アキハは、確かに再生魔法も重要ではあるが、数人で一人の命を救うよりも膨大な魔力を治癒魔法に使って一人でも多くの人間を助けたい、と主張していた。聖女に認定されてしまうといつ再生魔法の依頼が来ないとも知れないので、日常であまり他の魔法の行使はさせてもらえないのだ。基本的に聖女、聖人認定は拒否は許されないのだが、王族に多大な貸しがあったアスクレティ家の力で強引に捩じ伏せ、アキハは治癒士になることが出来たのだった。
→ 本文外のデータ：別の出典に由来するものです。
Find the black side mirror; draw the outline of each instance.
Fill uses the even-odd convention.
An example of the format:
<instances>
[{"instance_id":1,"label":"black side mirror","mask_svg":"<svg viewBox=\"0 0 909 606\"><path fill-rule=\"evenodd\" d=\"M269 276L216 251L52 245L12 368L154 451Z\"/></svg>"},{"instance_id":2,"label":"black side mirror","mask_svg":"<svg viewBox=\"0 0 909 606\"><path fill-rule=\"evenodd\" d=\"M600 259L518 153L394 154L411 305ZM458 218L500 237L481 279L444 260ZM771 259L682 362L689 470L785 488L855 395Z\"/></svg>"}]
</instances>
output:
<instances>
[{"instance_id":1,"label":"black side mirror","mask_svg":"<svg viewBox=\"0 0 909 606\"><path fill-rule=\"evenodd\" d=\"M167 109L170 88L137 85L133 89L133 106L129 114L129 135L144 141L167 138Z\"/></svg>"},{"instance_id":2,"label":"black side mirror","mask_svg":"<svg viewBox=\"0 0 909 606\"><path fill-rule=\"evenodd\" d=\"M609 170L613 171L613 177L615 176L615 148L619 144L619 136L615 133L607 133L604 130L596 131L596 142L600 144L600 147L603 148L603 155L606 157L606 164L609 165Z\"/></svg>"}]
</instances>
「それだけすごい人達が付いてるなら、きっと大丈夫だね」

「うん。あのご令嬢には何であんなことをしたのか、魔力回復薬の入手経路とか聞き出さないとだし。…持ち出したにしろ誰かが渡したにしろ、経路を突き止めなきゃ」


ユリの言葉の後半は少し声が低くなって、視線にも鋭い気配が混じる。

クリスティアが持参していたのは、通常では手に入らない五倍希釈の魔力回復薬だった。それこそ聖女クラスの魔力量の人間でないと使用許可は降りないし、そんなに簡単に手に入るようでは悪用されて毒薬代わりに使われかねない為に管理も厳重な筈だ。そしてその管理を行っているのは薬師ギルドが殆どだ。薬師見習いのユリとしても「薬の」アスクレティ家としても見逃せない案件なのだ。



そのまましばらくレンドルフとユリは案内された部屋で待っていたが、夕刻近くになってもクリスティアの容態は一進一退で予断を許さない状況を脱することはなく、セイナ達の手が離せないということで結局ユリは先に帰宅することになったのだった。